Sarnowski recalls that the healthcare financing gap is estimated by the Federation of Polish Entrepreneurs at around PLN 18-23 billion in 2026, and could reach PLN 90 billion in subsequent years. In this context, even multi-year excise increases generate only marginal effects on the system’s scale. Referring to the earlier excise hike project on alcohol, he notes that its fiscal effect would amount to about PLN 1.8 billion in 2026 and about PLN 2.8 billion annually in later years – which, he stresses, is a drop in the ocean of the NFZ’s needs. In a broader perspective, Sarnowski indicates that improving tax collection could offer greater fiscal potential than raising rates. He cites recent European Commission data showing Poland’s VAT gap at around 16% in 2023, which, with projected revenues of PLN 341.5 billion in 2026, would mean a potential loss of around PLN 65 billion. A significant part of this gap results from organised crime, pointing to a structural problem in tax enforcement rather than nominal rates.
Prof. Monika Raulinajtys-Grzybek of the Warsaw School of Economics points out that the deepening NFZ gap is multi-factorial. On the expenditure side, the system has been significantly expanded: access to modern medical technologies increased, co-payments for some drugs for selected groups abolished, and service limits reduced, raising the volume of procedures. On the revenue side, deviations from the principle of universal financing persist – some income remains outside the contribution base, and selected groups operate under separate regimes. At the same time, the health contribution has not been systemically raised despite rising system costs. Demographics add pressure: a growing share of older people lowers the contribution base while raising treatment costs. In parallel, some costs have been shifted from the state budget to the NFZ in recent years without full additional funding, structurally increasing pressure on the Fund.

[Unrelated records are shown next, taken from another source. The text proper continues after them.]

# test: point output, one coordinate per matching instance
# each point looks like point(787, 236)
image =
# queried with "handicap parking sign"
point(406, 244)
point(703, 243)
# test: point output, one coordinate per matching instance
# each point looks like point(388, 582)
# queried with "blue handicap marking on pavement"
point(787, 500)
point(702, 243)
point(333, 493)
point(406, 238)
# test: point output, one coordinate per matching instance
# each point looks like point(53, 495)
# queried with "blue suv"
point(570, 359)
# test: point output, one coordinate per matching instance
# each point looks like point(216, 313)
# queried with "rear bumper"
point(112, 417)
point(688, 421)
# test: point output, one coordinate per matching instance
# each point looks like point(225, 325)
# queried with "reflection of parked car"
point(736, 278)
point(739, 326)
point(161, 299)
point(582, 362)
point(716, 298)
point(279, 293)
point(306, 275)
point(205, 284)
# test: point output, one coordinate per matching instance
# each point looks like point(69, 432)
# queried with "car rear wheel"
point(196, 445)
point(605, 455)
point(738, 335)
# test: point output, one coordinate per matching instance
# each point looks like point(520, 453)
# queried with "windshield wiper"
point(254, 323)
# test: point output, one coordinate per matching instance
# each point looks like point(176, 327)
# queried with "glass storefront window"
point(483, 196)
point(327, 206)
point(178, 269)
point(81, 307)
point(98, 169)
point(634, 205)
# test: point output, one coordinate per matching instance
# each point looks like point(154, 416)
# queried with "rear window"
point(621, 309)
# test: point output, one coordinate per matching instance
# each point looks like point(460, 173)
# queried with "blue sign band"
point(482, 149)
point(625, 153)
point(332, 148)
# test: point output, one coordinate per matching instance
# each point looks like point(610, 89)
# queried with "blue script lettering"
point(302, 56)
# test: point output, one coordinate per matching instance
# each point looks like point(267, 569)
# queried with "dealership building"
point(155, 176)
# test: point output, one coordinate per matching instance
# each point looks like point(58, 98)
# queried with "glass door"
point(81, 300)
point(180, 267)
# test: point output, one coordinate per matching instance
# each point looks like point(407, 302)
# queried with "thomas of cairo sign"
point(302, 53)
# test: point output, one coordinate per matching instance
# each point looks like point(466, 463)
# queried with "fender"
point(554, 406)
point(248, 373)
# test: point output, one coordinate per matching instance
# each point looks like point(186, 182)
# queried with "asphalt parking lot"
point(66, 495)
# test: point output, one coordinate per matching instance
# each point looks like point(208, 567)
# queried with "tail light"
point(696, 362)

Poland still maintains exceptions. An example is the KRUS system, from which about PLN 4.5 billion in health contributions will flow to the NFZ this year, but the vast majority of this amount will be subsidised by the state budget, not by the farmers themselves. Meanwhile, some forms of business activity – including partners of limited partnerships, parts of structures within capital companies, and selected self-employment models – benefit from solutions where the effective health contribution burden is relatively lower than for standard employment. On top of this come staff shortages, wage pressure, and the effects of the law on minimum wages in healthcare, which raised wages across the system, affecting not only the lowest-paid groups but also subsequent segments of medical personnel.
Against this backdrop, Poland remains below the levels of contributions seen in many European systems. Health contributions are about 14-16% in Germany, about 15% in Slovakia, about 16% in Croatia, and about 13% in the Czech Republic – with the contribution base being more standardised in those countries and systemic exemptions less widespread. According to expert estimates, current contribution revenues cover about two-thirds of healthcare costs. In the expert’s view, without decisions on the revenue side, the gap will deepen structurally. In the most far-reaching scenario, a lack of change could lead to an escalation of the deficit from tens to hundreds of billions of zlotys, turning the problem from a budgetary one into a systemic one.